- Born: 13 October 1939 Gramsbergen, Netherlands
- Died: 18 August 2022 (aged 82) Utrecht, Netherlands
- Spouse: Janneke ​(died 2022)​
- Children: 2

Academic background
- Alma mater: Utrecht University
- Thesis: Jaiminīya Brāhmaṇa I, 1-65: translation and commentary, with a study: Agnihotra and Prāṇāgnihotra (1973)
- Doctoral advisor: Jan Gonda

Academic work
- Discipline: Indology
- Sub-discipline: Sanskrit; Indo-European studies; historical Vedic religion;
- Institutions: Utrecht University; Leiden University;

= Henk Bodewitz =

Dutch Indologist (1939–2022)

Hendrik Wilhelm "Henk" Bodewitz (13 October 1939 – 18 August 2022) was a Dutch Indologist. He was a professor at the Universities of Utrecht and later Leiden between 1976 and 2002.

==Career==
Between 1952 and 1958 he attended the gymnasium in Coevorden. He obtained a degree in classical languages at Utrecht University in 1963 and subsequently a further degree in Indo-Iranian studies in 1966.

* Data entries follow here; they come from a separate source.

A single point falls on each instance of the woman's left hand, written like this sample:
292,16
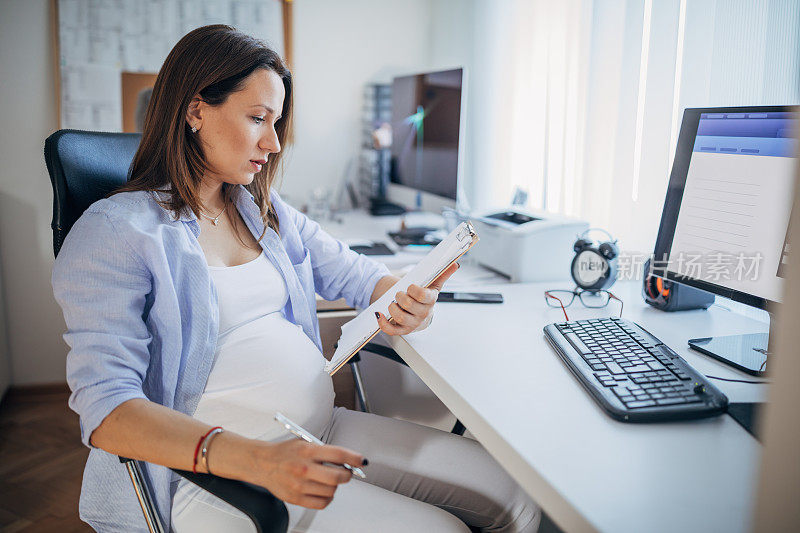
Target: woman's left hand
413,309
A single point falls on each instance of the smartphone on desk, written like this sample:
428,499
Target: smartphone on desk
471,297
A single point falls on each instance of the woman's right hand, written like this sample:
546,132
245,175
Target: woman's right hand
293,471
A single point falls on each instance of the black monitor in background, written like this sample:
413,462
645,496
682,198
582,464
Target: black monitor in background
726,216
426,133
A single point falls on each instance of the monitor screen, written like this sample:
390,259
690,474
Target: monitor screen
426,116
726,218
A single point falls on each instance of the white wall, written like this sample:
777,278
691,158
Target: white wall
27,107
339,46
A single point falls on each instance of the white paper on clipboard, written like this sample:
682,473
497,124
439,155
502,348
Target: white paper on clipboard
359,331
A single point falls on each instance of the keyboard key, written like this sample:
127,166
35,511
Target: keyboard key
614,368
670,401
577,344
639,404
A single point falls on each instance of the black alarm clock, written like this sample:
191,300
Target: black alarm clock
594,266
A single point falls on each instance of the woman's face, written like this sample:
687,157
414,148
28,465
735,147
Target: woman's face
238,136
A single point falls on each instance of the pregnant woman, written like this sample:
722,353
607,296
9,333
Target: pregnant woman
189,299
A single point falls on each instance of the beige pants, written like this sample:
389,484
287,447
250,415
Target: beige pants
418,479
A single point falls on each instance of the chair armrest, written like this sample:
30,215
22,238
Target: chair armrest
267,512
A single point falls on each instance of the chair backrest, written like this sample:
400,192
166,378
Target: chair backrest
84,166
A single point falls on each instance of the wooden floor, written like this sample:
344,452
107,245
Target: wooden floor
41,461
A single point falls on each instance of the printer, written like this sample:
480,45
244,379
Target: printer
525,244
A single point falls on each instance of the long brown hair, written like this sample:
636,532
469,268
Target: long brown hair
212,61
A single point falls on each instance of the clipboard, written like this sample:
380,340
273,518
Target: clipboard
359,331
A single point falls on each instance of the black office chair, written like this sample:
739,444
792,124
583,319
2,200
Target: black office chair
84,166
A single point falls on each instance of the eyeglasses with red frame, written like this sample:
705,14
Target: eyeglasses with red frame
591,299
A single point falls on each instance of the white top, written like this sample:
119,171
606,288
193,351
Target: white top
263,362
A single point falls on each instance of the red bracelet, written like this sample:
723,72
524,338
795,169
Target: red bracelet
197,448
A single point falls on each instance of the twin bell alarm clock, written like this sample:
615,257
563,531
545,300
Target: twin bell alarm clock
594,266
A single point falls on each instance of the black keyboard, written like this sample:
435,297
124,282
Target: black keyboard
632,375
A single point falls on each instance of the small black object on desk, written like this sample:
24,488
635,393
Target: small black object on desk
379,207
414,236
376,248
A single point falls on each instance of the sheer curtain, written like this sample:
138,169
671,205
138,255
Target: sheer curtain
588,96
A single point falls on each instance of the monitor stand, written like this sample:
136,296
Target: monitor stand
747,352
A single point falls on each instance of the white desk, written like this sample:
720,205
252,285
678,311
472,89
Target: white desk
492,367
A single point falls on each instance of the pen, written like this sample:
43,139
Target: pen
301,433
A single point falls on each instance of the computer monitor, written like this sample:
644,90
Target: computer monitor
427,139
726,215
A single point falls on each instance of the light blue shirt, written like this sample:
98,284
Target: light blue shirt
142,320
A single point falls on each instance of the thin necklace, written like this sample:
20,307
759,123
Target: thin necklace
215,219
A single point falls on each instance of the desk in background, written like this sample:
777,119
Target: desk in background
492,367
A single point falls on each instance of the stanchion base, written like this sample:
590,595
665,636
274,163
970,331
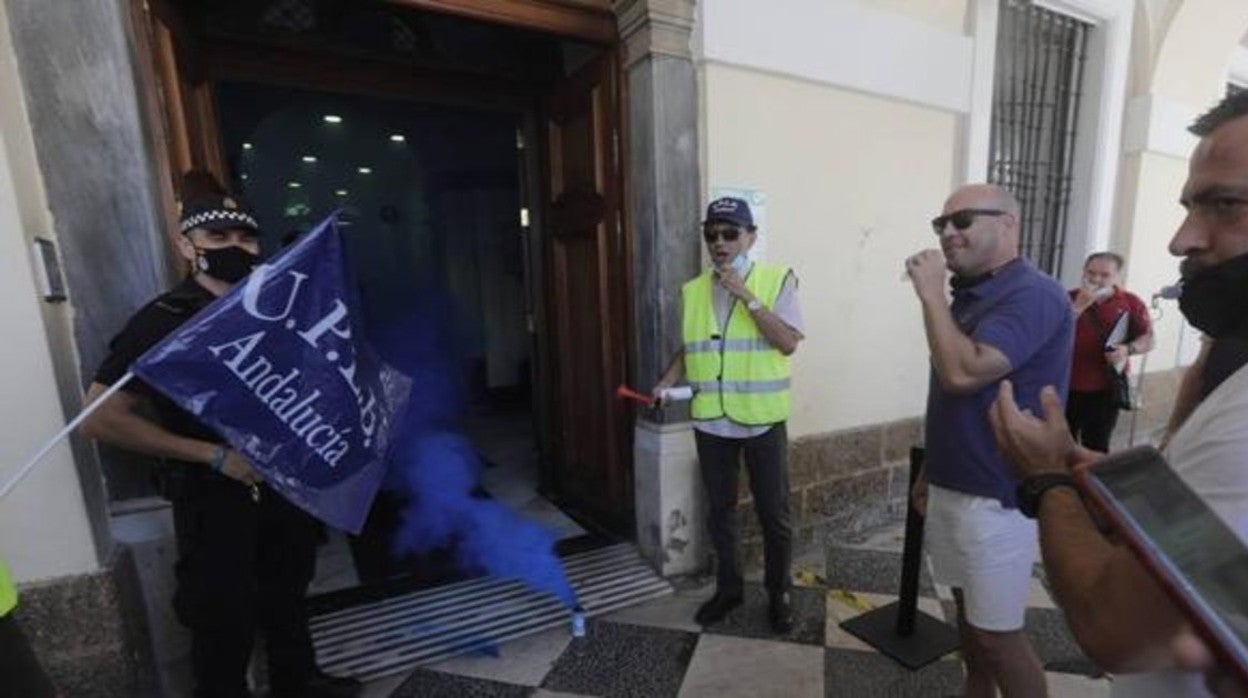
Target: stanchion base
930,641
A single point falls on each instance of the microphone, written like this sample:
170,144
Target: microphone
1170,292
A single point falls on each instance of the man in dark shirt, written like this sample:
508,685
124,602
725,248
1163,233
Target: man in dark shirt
1098,305
246,555
1007,320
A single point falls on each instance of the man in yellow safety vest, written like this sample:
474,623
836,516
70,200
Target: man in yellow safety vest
740,324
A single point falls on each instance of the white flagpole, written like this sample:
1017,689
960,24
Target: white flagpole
34,460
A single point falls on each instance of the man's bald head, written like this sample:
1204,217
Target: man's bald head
990,240
991,196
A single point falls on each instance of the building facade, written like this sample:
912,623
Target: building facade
846,122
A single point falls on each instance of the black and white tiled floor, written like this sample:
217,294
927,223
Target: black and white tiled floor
655,649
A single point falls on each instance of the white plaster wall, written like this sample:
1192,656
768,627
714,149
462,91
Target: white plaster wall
1189,53
949,15
851,181
846,43
44,528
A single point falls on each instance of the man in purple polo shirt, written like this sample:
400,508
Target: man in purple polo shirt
1007,320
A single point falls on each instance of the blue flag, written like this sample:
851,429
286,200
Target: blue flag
281,368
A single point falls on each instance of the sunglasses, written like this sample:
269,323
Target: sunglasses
962,219
726,234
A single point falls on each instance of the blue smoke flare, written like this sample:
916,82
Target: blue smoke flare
436,468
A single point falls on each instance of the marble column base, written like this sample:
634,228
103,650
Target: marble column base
669,498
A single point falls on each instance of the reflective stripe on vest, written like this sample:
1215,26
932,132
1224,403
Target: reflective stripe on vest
736,372
8,591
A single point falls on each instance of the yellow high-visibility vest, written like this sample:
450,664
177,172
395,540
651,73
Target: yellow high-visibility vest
738,373
8,591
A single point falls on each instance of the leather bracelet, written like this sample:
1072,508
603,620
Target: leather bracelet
219,458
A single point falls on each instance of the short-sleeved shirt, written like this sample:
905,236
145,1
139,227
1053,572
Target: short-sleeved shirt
145,329
1088,370
785,307
1211,453
1026,316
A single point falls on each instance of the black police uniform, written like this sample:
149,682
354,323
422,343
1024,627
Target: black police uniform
243,565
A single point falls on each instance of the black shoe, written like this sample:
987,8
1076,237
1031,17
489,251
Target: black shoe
780,612
714,609
323,686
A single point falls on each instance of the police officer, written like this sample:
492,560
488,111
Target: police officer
246,556
740,324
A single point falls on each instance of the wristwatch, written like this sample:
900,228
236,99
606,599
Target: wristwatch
1032,488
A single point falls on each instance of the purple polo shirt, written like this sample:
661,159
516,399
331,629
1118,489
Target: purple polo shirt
1025,315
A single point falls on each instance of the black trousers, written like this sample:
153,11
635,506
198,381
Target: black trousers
766,461
1092,417
243,566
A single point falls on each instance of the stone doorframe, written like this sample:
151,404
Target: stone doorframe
664,206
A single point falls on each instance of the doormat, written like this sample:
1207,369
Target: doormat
398,633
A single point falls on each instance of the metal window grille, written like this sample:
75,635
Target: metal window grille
1035,109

Bodewitz started working at Utrecht University as an assistant professor of Sanskrit in 1966. He did so for two years and then became an associate professor at Leiden University, which he remained until 1976. In 1973 Bodewitz earned his PhD under Jan Gonda at Utrecht University. In 1976 he was appointed as full professor of Sanskrit and Indo-European linguistics and he succeeded Gonda in that position. In 1988 his teaching assignment was changed to Indian and Iranian languages and cultures, especially Sanskrit. In 1992 his chair was scrapped in a reorganization in which the departments of Sanskrit of Utrecht and Leiden merged. Bodewitz was able to assume the professorship of Sanskrit at Leiden University the same year.

He took up early emeritus status in 2002 due to the introduction of the Bachelor/Master system in the Netherlands. When he left he was the last full professor of Sanskrit in the Netherlands.

Bodewitz was elected a member of the Royal Netherlands Academy of Arts and Sciences in 1987. In 1988 he was a founding member of the Academia Europaea.

==Personal life and death==
Bodewitz was born in Gramsbergen on 13 October 1939. He died in Utrecht on 18 August 2022. His wife, Janneke, died three weeks before him. They had two children.